Gansserina Temporal range: Late Cretaceous (Maastrichtian)

Scientific classification
- Domain: Eukaryota
- Clade: Sar
- Clade: Rhizaria
- Phylum: Retaria
- Subphylum: Foraminifera
- Class: Globothalamea
- Order: Rotaliida
- Family: †Globotruncanidae
- Subfamily: †Globotruncaninae
- Genus: †Gansserina Bolli 1951
- Type species: Gansserina gansseri (Bolli, 1951)

= Gansserina =

Genus of single-celled organisms

Gansserina is a genus of planktonic foraminifera, included in the globigerinid family Globotruncanidae, that had a fairly wide distribution in the Late Cretaceous (Maastrichtian). The type species is Gansserina gansseri.

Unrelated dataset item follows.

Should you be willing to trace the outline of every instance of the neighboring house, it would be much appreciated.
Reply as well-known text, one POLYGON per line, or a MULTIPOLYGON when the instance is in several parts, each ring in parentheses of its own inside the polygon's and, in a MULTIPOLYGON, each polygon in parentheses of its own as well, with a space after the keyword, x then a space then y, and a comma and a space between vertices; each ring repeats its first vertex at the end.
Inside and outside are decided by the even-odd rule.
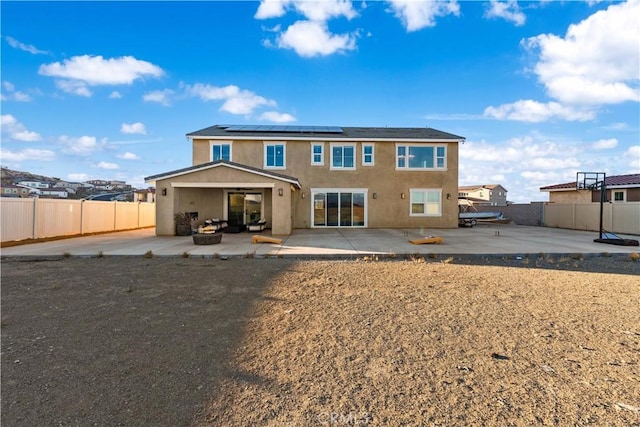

The test of Gansserina is coiled in a low to flat trochospiral. The spiral side is flat, with curved, raised and oblique sutures. The umbilical side is convex with radial depressed sutures and a wide umbilicus containing portici (asymmetrical apertural flaps) and tegilla (umbilical coverings). A distinct peripheral keel runs along the edge of the spiral side while the periphery on the umbilical side may have an incompletely developed keel formed by pustules. Early chambers are globular, later ones rhomboidal in section. The wall is calcareous, perforate and pustulate, especially on the umbilical side. The primary aperture is interiomarginal, bordered by a wide porticus (flap).

Gansserina gansseri, based on stable isotope study (C_{13} and O_{18}) of specimens from Lower Maastrichtian marine sediments, is thought to have lived at intermediate depths, within the paleothermocline.